Num discurso público, o presidente disse que “estamos mais uma vez na narrativa perversa daqueles que se opõem ao progresso do povo, distorcendo declarações e criando histórias com o objetivo de colocar os cidadãos contra as suas autoridades, mas aqui estamos, firmes e digno”.
Afirmou que a reactivação económica é uma conquista, embora persistam queixas sobre a situação social nesse domínio, e destacou que o país vive “em democracia, em paz e tranquilidade, procurando o seu desenvolvimento”.

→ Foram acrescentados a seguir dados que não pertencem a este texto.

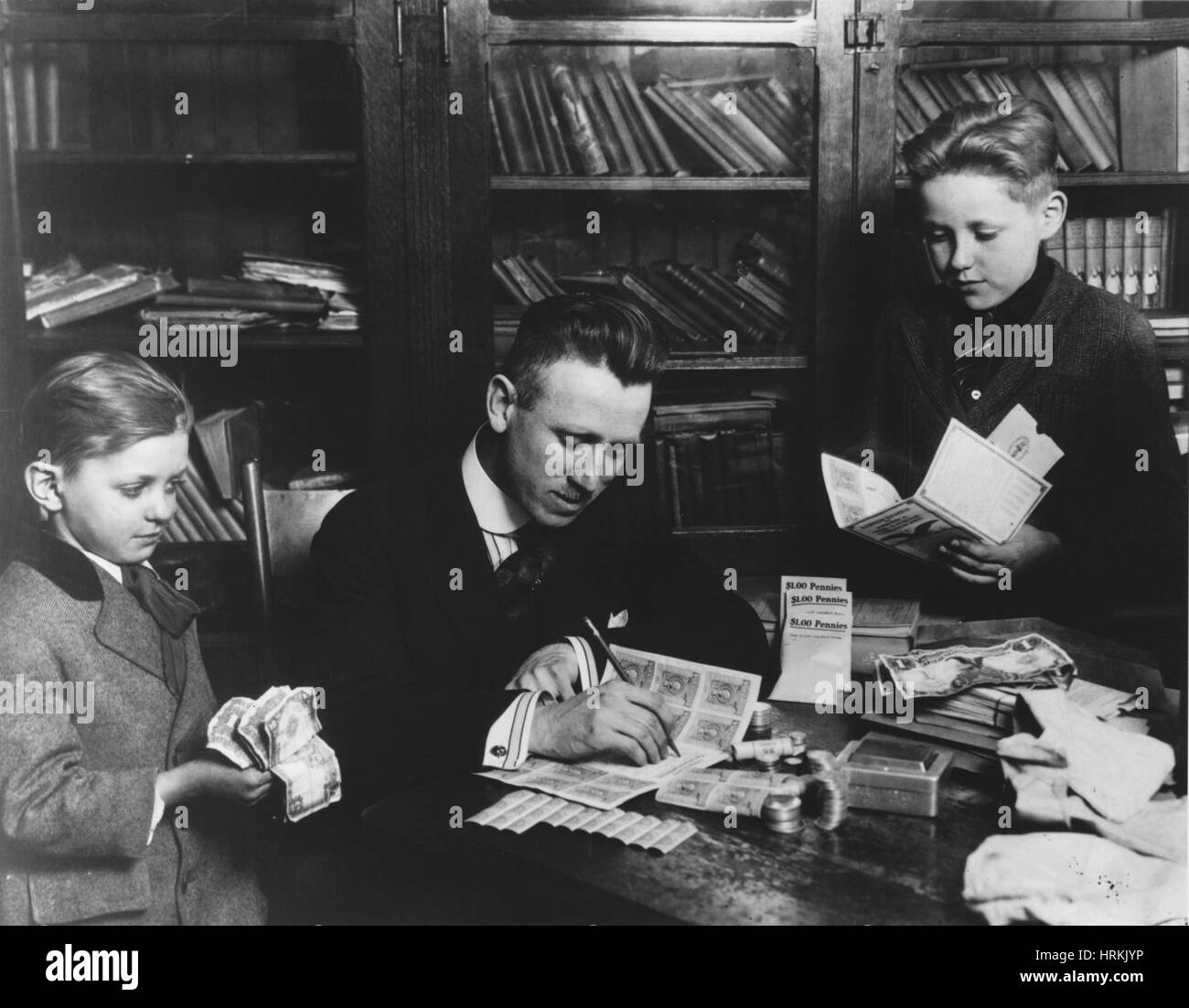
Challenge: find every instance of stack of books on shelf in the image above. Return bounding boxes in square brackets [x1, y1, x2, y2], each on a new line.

Ao mesmo tempo, a Associação de Movimentos Regionais esteve envolvida na preparação de uma marcha a Lima contra a aprovação definitiva da lei que proíbe eleitoralmente estas organizações e outras reivindicações, como a maioria, segundo as sondagens, de eleições presidenciais e parlamentares antecipadas.
Da Amazônia, os líderes da Nação Awajún anunciaram um dia de protesto em diversas regiões, contra a “constante violação e retrocesso de direitos por parte do Congresso, referendado pelo Executivo”.
Entretanto, a Provedoria de Justiça informou que no passado mês de Maio registou 209 conflitos sociais e 312 acções de protesto colectivo (10 por dia) e alertou que se não forem abordados com diálogo e negociação, podem levar a uma crise.
Na região andina meridional de Puno, bastião dos protestos do final de 2022 e de março de 2023, organizações sociais preparam novas manifestações para julho exigindo justiça para os que caíram nesses dias, entre outras demandas.